For instance, when the Oyu Tolgoi Investment Agreement was signed in 2009, both Luxembourg and the Netherlands were party to double tax agreements (DTAs) with Mongolia that reduced withholding tax payments from the standard 20 percent to 10 percent and 0 percent respectively. After an IMF report in 2012 declared that these particular agreements could be used to facilitate tax avoidance, Mongolia unilaterally terminated the DTAs. However, thanks to the stabilization clause within the 2009 mine Investment Agreement, the original tax rates still applied to Oyu Tolgoi.
The withholding tax rate was further negotiated down from 10 percent to 6.6 percent (applied retroactively) in 2015 following a disagreement between the government and Turquoise Hill over the financing package for the second phase of the mine. SOMO calculates that if Mongolia’s 20 percent withholding tax rate had been in place, the government could have collected an additional $230 million in taxes from 2011 to 2015 on the outgoing loan interest payments to Turquoise Hill, allowing Mongolia to double its spending on education and health care. Instead, in 2017 Mongolia accepted austerity measures as part of a $5.5 billion bailout package from the IMF, including a significant hike in personal income tax rates. Moreover, by holding the interest profits in Luxembourg (with an effective tax rate 2010-2016: 4.19 percent) rather than Canada (average tax rate 2010-2016: 26.6 percent), SOMO estimates that the company also avoided up to $470 million in tax payments to Canada.
In response to these claims, Turquoise Hill argued that both the Canadian and Mongolian governments approved the tax arrangements and that the company was operating in full compliance with the law. Turquoise Hill also pointed out that the presence of a Bilateral Investment Treaty (BIT), not the DTA, between Mongolia and the Netherlands was the driving force behind opening a Dutch subsidiary. BITs are another common tool used by companies to protect their investments. Most treaties contain arbitration clauses that allow companies to sue governments over regulations they perceive as harmful to their business interests, which may include changes in corporate income tax rates.
Making sure taxes work for citizens
Unfortunately such tax practices are the norm, rather than the exception, within the extractive industries. For instance, another Canadian company, Caledonia Mining Corporation, allegedly took advantage of a DTA between the UK and Zimbabwe to reduce its interest and dividend withholding tax payments to almost nothing. And in December a number of oil, gas and mining giants were accused of adopting similar tactics to avoid paying taxes in Australia.
While there has been a lot of progress on improving the disclosure of taxes paid through payment disclosure laws and the EITI, it is disappointing to learn that many of the same companies supporting EITI are involved in these practices.

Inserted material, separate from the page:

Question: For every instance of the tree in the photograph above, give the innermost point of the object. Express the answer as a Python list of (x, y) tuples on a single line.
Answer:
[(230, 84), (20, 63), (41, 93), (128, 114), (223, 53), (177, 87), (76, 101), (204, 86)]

The Oyu Tolgoi case suggests that in addition to strengthening global transparency standards, Oxfam and our allies must continue the coordinated effort on a broader tax justice agenda, including closing the legal loopholes that allow these questionable behaviors to persist. The Netherlands has recognized the need to address such abuses and recently proposed minimum substance requirements for companies, including wage expenses of at least EUR €100,000, to prevent shell companies from enjoying tax treaty benefits. This complements the Dutch government’s commitment to insert clauses against treaty shopping into all of its tax treaties. Other governments should, at minimum, follow the Dutch example and take stronger action against tax abuses. Without such commitments and rule changes, there may be many more stories like Oyu Tolgoi in the future.